Why shared housing is the trickiest case
A trip ends; living together doesn't. House expenses are recurring, uneven (rent is fixed, groceries aren't), and involve different people (wine is for two, internet is for everyone). Without a system, after three months there's one roommate who's become the "bank," covered everything, and is resentful.
Split expenses into three categories
Not all house expenses are divided the same way:
- Fixed shared (rent, common expenses, internet, utilities): split evenly or by room size, paid on the same day each month.
- Variable shared (groceries, cleaning supplies, gas): anyone pays and registers it right away.
- Partial (Saturday barbecue, takeout for whoever was there): split ONLY among those who participated.
The single payment day
The rule that brings the most order: one day a month to settle everything. All month's expenses accumulate as registered, and on day 1 (or whenever you agree), everyone transfers their net balance — one transfer per person, not twenty.

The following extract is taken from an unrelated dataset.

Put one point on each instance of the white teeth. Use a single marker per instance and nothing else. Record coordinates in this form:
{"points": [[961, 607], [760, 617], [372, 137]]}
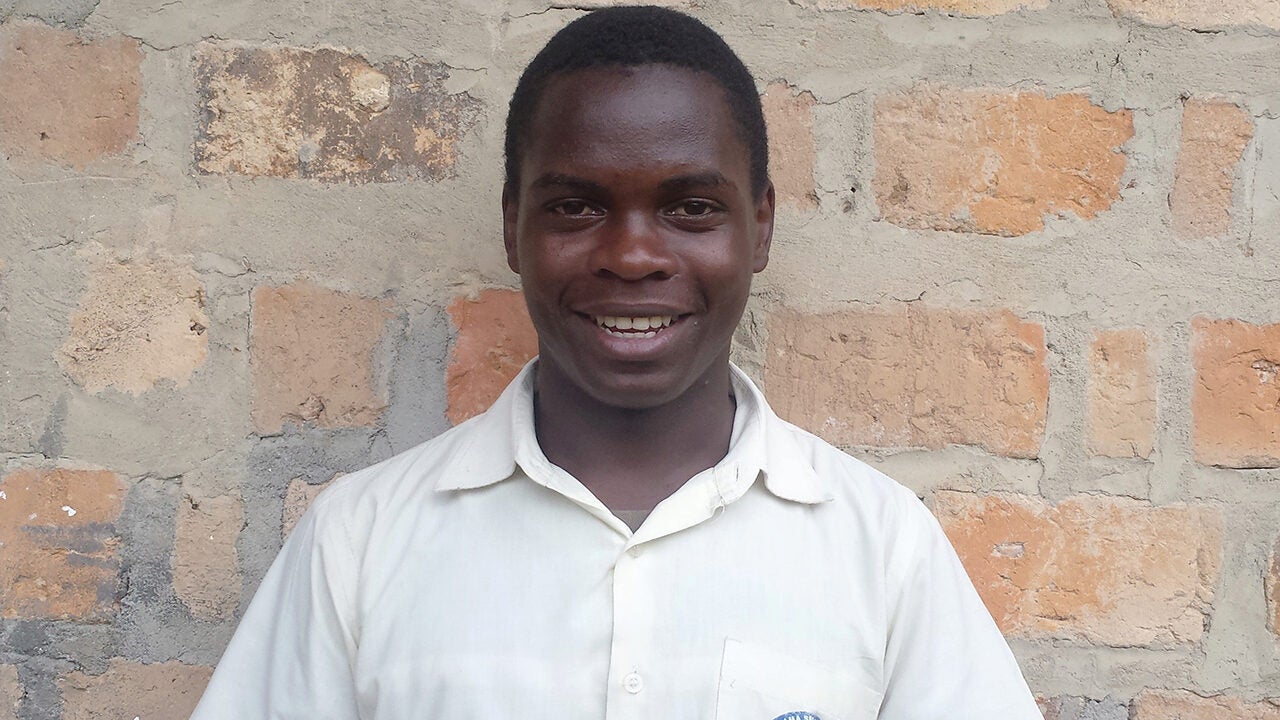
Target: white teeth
{"points": [[647, 327]]}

This eliminates constant chasing ("hey, you owe me for groceries") and turns the bill settlement into a 5-minute task.
Recurring expenses on autopilot
Rent, internet, and utilities are the same every month — no point writing them down by hand. In SplitPaw they're set up as recurring expenses: they create themselves each month with their split, and the group only registers what varies.
When someone leaves (or arrives)
The most delicate moment in a shared house. Before the change: everyone settles pending balances and closes the cycle. The new person starts at zero — they don't inherit debts or credits from a time they didn't live there. And if something big is left pending (the deposit, furniture bought together), register it explicitly before moving.